Root is on /dev/md0. The system was able to boot because it has kernel-level raid autoconfiguration but I had to mount /dev/md1 manually because the device node had been missing until I created it...

What should I do/examine? I do not want to update the kernel and udev and reboot the system again just to find it in the same unusable state.Last edited by selig on Sun Aug 28, 2011 10:02 pm; edited 1 time in total

----------

## redagadir

most probably udev didn't start, or if the problem is only related to /dev/md*, this means mdadm didn't do the scan at startup.

could you check with both?Last edited by redagadir on Wed Dec 21, 2011 9:12 am; edited 1 time in total

----------

## selig

Well, udev is running fine. And those raid arrays are automatically started during the kernel boot process (root is on one of them). Maybe it is really because of the old versions? I will have to reboot the server in a couple of days so I guess I will see what happens after I upgrade kernel and udev.

----------

## VoidMage

Well, in the migration guide, the need to add lvm/mdraid to boot, if  you use them is mentioned.

Also, the changes in kernel module loading might be relevant.

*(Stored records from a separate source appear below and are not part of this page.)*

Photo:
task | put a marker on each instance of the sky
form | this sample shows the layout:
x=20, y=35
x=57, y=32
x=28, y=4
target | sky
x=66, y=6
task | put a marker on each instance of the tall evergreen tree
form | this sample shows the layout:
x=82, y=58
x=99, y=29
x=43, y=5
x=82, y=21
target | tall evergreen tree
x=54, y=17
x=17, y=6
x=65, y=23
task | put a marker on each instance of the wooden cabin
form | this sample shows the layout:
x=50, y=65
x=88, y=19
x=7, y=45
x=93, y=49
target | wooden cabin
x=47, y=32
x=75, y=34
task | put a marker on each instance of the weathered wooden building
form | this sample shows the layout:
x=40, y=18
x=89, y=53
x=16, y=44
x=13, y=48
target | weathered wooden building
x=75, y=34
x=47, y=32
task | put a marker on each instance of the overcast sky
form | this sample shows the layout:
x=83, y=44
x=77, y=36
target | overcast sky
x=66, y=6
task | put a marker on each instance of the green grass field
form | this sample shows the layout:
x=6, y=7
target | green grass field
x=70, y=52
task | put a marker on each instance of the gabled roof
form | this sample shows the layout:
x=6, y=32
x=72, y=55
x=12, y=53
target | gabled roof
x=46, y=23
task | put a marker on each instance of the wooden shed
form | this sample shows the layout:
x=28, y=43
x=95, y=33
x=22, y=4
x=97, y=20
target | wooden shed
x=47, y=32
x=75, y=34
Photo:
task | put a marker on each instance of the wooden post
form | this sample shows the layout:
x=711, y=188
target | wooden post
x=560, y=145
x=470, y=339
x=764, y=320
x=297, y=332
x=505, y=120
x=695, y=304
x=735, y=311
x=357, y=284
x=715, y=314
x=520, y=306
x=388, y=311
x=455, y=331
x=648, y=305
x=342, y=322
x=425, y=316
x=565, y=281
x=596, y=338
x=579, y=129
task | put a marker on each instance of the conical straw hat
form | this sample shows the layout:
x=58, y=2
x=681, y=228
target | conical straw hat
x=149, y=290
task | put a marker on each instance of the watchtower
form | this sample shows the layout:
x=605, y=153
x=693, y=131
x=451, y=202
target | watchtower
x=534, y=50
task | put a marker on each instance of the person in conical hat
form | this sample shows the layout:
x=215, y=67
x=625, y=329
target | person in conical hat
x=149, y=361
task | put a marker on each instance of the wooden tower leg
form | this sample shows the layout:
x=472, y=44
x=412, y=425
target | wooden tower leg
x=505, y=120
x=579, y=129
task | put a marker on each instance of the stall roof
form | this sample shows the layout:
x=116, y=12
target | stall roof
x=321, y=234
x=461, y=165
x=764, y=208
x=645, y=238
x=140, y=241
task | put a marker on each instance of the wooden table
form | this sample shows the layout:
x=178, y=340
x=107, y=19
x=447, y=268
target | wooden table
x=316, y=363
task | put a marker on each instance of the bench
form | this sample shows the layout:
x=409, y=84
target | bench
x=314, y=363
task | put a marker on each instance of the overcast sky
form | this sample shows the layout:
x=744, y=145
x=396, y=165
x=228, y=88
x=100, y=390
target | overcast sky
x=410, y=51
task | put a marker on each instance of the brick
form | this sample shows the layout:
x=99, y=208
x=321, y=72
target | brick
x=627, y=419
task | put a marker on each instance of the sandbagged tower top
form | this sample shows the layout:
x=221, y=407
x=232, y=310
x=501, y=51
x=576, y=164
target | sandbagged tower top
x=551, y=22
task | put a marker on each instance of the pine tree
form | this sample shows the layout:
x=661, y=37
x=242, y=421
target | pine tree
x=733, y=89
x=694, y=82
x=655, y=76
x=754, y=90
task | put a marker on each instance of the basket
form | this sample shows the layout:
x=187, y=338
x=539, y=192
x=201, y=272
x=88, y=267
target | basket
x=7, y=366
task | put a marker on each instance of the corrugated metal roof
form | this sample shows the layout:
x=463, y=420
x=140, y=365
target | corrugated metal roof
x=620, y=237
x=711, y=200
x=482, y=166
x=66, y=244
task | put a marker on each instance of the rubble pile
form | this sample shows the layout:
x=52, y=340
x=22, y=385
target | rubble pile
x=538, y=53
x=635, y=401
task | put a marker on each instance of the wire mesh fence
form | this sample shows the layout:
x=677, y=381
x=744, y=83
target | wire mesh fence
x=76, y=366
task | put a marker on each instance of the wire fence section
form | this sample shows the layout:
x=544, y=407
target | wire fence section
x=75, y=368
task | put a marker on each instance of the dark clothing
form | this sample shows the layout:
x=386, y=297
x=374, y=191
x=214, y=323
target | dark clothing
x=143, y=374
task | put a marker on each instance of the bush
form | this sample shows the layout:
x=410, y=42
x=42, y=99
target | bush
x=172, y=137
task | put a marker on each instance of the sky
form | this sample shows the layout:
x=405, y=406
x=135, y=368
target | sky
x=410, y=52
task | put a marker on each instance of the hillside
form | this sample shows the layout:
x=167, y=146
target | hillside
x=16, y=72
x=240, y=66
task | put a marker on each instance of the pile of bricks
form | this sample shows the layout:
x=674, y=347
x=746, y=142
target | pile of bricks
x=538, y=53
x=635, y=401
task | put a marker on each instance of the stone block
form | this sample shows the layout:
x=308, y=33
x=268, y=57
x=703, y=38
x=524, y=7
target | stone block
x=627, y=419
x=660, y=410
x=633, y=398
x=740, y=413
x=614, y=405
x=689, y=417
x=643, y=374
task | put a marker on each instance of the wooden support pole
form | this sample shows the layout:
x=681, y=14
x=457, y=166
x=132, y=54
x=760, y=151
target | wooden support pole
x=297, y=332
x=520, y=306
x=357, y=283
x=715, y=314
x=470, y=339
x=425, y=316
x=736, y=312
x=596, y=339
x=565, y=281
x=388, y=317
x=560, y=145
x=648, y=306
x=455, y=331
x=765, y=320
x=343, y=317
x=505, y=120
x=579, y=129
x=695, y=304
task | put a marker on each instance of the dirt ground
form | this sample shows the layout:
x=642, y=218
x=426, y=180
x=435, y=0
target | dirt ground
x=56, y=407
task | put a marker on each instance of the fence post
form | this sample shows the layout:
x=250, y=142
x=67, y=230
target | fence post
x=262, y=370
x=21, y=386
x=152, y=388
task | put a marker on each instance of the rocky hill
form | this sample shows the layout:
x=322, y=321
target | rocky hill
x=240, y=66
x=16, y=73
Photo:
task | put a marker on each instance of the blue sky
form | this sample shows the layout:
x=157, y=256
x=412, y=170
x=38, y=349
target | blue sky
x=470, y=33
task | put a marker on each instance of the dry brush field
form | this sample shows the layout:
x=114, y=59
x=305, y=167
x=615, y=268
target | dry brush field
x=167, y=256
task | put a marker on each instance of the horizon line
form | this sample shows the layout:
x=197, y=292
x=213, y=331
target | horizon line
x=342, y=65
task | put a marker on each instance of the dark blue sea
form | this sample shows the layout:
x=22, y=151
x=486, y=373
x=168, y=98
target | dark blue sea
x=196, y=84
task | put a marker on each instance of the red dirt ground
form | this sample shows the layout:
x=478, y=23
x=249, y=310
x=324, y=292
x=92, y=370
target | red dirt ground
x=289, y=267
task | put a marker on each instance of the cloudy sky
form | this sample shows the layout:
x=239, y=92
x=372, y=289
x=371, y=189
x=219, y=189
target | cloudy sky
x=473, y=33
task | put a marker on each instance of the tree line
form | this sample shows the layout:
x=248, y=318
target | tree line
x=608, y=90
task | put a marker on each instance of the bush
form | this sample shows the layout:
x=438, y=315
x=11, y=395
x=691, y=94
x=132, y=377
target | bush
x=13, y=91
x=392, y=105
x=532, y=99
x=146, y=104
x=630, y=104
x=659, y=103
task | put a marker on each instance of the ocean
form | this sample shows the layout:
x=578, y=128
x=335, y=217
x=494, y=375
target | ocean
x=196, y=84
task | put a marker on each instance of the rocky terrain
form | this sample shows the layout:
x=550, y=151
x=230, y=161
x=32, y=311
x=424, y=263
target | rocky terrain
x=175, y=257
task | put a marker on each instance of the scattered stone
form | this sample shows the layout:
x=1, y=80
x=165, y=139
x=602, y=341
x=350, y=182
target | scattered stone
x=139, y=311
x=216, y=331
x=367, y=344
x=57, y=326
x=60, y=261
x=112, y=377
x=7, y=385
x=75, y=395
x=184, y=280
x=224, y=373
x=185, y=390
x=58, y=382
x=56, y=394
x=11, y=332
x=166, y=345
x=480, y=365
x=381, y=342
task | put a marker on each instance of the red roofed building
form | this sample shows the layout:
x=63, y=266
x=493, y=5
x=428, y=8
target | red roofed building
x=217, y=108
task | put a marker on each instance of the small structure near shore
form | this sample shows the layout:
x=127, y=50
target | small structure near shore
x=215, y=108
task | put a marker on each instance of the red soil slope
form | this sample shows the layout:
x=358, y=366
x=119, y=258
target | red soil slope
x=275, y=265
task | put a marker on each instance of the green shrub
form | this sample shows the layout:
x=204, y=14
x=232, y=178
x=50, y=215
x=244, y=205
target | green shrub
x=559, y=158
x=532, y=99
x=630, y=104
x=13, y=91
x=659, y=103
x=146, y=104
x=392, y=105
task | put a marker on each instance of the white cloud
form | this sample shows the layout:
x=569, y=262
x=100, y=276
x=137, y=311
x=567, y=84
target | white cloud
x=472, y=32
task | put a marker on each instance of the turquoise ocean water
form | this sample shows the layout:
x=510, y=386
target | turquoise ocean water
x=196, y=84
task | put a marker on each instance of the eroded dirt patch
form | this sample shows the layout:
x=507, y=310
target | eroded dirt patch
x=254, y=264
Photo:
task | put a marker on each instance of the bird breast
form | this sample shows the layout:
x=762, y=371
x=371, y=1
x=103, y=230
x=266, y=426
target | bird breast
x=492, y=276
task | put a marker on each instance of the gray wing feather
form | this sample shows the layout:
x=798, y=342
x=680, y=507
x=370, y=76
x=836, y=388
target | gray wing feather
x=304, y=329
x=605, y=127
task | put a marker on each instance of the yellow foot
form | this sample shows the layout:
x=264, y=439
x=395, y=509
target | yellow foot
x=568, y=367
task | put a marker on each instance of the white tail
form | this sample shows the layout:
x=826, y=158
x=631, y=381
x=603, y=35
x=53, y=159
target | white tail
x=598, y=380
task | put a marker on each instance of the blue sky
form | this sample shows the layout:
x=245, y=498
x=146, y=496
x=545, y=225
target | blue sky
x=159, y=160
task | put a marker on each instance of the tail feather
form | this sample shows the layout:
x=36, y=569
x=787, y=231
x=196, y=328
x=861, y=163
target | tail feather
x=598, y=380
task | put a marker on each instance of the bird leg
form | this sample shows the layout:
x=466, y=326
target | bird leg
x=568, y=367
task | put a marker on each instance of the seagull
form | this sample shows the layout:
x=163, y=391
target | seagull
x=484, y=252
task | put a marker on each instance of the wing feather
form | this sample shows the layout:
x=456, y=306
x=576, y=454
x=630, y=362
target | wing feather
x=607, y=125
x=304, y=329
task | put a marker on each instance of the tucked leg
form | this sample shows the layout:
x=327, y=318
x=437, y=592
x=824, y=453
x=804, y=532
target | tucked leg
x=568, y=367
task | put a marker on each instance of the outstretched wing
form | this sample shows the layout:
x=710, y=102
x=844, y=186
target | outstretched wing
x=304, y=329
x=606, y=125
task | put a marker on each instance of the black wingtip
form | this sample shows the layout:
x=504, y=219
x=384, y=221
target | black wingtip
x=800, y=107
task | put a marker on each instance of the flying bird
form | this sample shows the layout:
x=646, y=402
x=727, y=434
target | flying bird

But udev might just be pretending to run - there's i.e. CONFIG_SYSFS_DEPRECATED issue.

----------

## selig

Updating udev and kernel to recent versions and making sure udev does not complain about any kernel options helped.

----------

## dtlgc

Did you find a solution to this?

Having similar problem...

fdisk -l returns nothing....

looking in dev all devices are listed

>>>>>>>>>>>>

rebuilt kernel from this advice:

# mdadm --detail --scan >> /etc/mdadm.conf 

# genkernel --mdadm --mdadm-config=/etc/mdadm.conf ramdisk 

from here: https://forums.gentoo.org/viewtopic-t-881795-start-0.html

can now see devices with fdisk

>>>>>>>>>>>>

----------

## selig

It seemed to be an issue with a deprecated kernel configuration option being turned on - and because of that, udev (which I had updated) did not work correctly. I turned all deprecated options off, updated the kernel and it started working again. However, I am not using genkernel, I am using hardened-sources. I can post my functional .config if it helps you.

----------

## dtlgc

That .config might be nice to review - I am also using hardened-sources

----------

## selig

Here you go: http://pastebin.com/6Zsjgx2D, I hope it helps!

----------